Music-TTA

Runtime error

Music-TTA / diffusers /docs /source /en /api /pipelines /stable_unclip.mdx

hungchiayu1

initial commit

ffead1e over 1 year ago

6.61 kB

	<!--Copyright 2023 The HuggingFace Team. All rights reserved.

	Licensed under the Apache License, Version 2.0 (the "License"); you may not use this file except in compliance with
	the License. You may obtain a copy of the License at

	http://www.apache.org/licenses/LICENSE-2.0

	Unless required by applicable law or agreed to in writing, software distributed under the License is distributed on
	an "AS IS" BASIS, WITHOUT WARRANTIES OR CONDITIONS OF ANY KIND, either express or implied. See the License for the
	specific language governing permissions and limitations under the License.
	-->

	# Stable unCLIP

	Stable unCLIP checkpoints are finetuned from [stable diffusion 2.1](./stable_diffusion_2) checkpoints to condition on CLIP image embeddings.
	Stable unCLIP also still conditions on text embeddings. Given the two separate conditionings, stable unCLIP can be used
	for text guided image variation. When combined with an unCLIP prior, it can also be used for full text to image generation.

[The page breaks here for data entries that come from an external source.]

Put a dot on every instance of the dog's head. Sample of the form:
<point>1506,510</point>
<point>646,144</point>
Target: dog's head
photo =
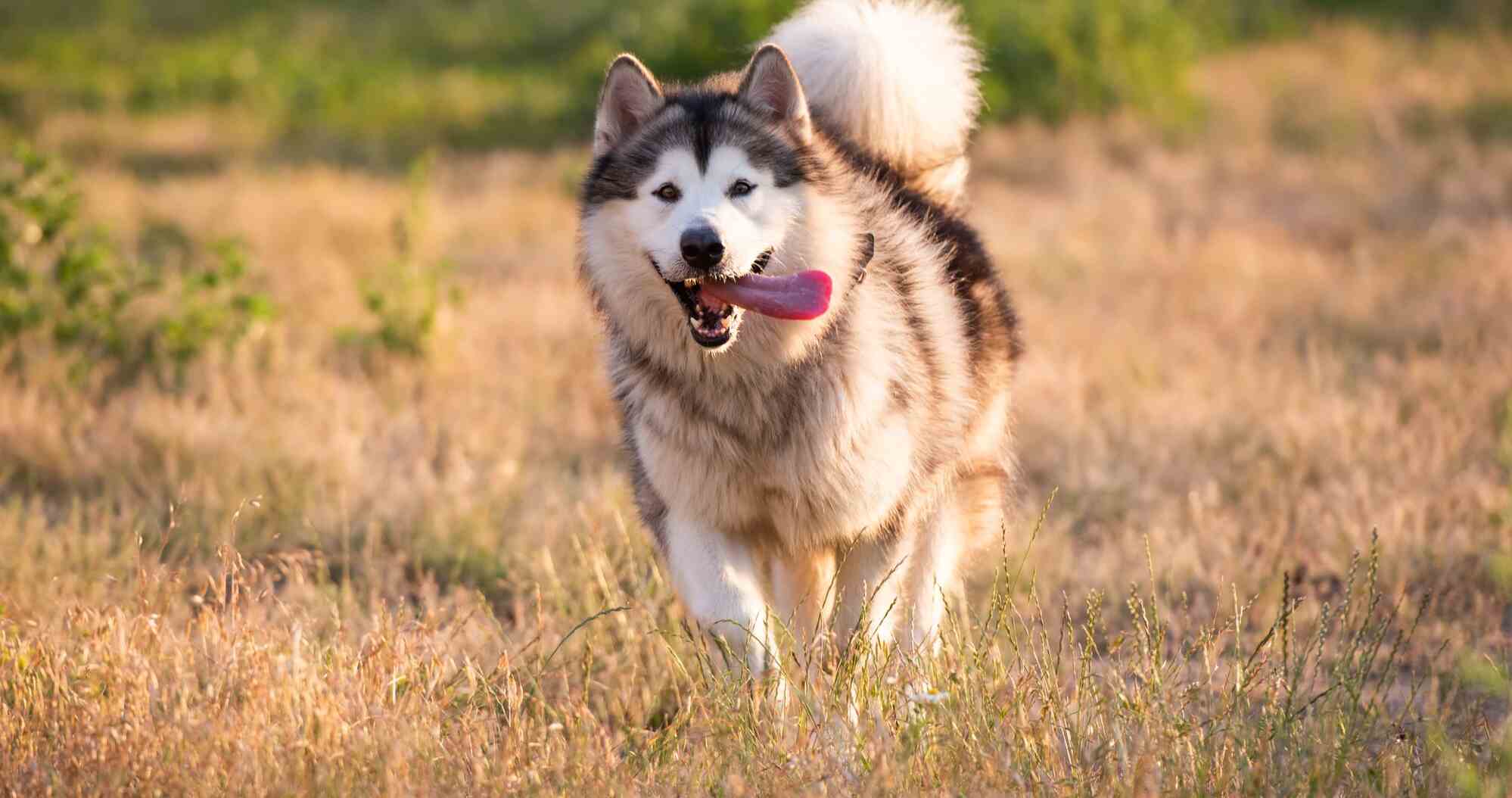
<point>692,188</point>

	To know more about the unCLIP process, check out the following paper:

	[Hierarchical Text-Conditional Image Generation with CLIP Latents](https://arxiv.org/abs/2204.06125) by Aditya Ramesh, Prafulla Dhariwal, Alex Nichol, Casey Chu, Mark Chen.

	## Tips

	Stable unCLIP takes a `noise_level` as input during inference. `noise_level` determines how much noise is added
	to the image embeddings. A higher `noise_level` increases variation in the final un-noised images. By default,
	we do not add any additional noise to the image embeddings i.e. `noise_level = 0`.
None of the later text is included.